Nestle in hot water

Marketers at Nestlé must be in a state of shock. The company has been caught off guard by the campaign launched against them by Greenpeace on social media sites since March 17, and seems unsure how to respond.

The protest is over Nestlé’s purchases of palm oil from an Indonesian company, which Greenpeace says has cleared rain forest to establish palm plantations. The clearances are causing huge concern, as the valuable rain forest is host to a huge number of unique species, including the orangutan, which could become extinct if it loses its only habitat.

The campaign started with a report on the company’s palm oil use published in Greenpeace’s website, accompanied by a mock KitKat commercial on the Web showing an office worker opening the candy’s wrapper and snacking on a bloody orangutan finger. Nice. The video has been widely shared across Facebook and Twitter and thousands of negative comments have been posted on the company’s Facebook page.

Nestlé mounted a robust defence, getting YouTube to remove the video, although this has not stopped it spreading. It was less successful when it tried to put out the fire on Facebook. Telling users it would delete their comments seems only to have enraged them further, and now its fan base, mostly protesters, has grown to more than 95,000. The brand is trying to convince consumers that its palm oil purchases are negligible, but the signs are it will have to work a lot harder to get that message across.

It’s a graphic lesson in just what social media can mean for a company. Ignoring it is not an option, but having a Facebook presence, as Nestle has, is not just a way for the brand to raise awareness, it provides an instantaneous way for consumers to tell it that its behaviour stinks. Opinion is now divided about whether it should maintain the dialogue or, since the damage is so bad, close the page down and start again.

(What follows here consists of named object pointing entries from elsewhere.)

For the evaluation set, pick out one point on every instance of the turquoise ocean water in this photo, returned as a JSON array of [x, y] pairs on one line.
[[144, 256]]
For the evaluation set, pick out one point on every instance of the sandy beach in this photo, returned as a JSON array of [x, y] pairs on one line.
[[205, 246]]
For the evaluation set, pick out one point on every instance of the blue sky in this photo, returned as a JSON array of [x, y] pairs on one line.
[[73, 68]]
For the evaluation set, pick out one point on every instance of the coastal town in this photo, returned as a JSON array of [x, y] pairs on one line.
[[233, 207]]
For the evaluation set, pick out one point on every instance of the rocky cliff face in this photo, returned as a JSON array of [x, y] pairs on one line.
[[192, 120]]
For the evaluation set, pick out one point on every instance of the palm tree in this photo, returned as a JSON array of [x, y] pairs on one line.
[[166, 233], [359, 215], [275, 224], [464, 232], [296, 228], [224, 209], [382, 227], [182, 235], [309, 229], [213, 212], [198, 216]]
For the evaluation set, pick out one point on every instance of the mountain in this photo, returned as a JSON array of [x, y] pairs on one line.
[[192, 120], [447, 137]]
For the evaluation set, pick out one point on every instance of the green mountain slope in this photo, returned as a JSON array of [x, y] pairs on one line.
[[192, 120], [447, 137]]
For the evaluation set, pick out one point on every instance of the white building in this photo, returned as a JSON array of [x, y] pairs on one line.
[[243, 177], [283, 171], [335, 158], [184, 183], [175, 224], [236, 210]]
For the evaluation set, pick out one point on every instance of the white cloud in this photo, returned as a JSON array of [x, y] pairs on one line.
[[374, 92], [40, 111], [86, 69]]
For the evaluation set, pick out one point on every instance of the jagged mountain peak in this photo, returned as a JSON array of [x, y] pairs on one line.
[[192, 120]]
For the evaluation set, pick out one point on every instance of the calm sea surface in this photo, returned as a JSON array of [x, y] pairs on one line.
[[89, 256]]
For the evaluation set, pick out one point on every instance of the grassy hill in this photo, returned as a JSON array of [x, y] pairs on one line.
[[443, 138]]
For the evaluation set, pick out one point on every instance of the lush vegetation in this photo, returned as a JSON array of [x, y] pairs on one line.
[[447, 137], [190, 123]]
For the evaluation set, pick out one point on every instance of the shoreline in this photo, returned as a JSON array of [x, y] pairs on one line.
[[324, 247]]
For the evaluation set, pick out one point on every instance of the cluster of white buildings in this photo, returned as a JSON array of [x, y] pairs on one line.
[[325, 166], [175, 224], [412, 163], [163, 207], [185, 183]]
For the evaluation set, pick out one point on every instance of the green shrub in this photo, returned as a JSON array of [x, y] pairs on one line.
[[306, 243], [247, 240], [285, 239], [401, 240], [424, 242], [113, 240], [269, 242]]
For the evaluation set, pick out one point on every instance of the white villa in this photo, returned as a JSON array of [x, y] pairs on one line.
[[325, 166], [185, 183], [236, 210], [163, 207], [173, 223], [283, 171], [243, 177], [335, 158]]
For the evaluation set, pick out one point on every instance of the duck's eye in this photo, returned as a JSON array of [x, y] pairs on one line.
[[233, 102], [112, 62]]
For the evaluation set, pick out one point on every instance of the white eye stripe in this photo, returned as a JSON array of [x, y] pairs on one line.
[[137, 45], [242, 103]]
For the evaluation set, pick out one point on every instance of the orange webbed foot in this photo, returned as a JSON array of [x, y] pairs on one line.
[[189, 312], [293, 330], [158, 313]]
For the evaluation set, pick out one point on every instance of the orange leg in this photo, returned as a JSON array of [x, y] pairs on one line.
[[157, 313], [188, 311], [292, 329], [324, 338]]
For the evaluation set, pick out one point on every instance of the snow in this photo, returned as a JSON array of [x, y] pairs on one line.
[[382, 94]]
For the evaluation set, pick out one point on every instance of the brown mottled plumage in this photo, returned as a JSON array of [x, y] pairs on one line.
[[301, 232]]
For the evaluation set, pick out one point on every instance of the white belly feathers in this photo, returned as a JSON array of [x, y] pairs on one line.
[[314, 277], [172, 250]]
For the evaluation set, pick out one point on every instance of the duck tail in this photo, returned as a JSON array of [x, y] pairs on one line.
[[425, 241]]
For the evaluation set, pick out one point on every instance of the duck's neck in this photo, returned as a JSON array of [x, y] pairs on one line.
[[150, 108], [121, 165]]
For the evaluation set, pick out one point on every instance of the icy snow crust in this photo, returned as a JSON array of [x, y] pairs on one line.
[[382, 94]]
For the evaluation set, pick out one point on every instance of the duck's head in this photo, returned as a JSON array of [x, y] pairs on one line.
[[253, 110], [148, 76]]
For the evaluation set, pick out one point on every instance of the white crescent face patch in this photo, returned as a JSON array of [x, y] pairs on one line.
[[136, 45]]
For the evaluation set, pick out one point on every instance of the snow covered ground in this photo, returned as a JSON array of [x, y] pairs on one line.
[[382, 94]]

Personally I’m with the protesters on this one – sacrificing the orangutans just to help our confectionary hold together a bit better is not something anyone can be happy about. But Nestlé is not the only global brand to use palm oil, or, for that matter, to engage in dubious practices that would make consumers hit the roof if they knew of them. Greenpeace’s success with this campaign will not go unnoticed, and other big brands must be wondering if they are going to be next.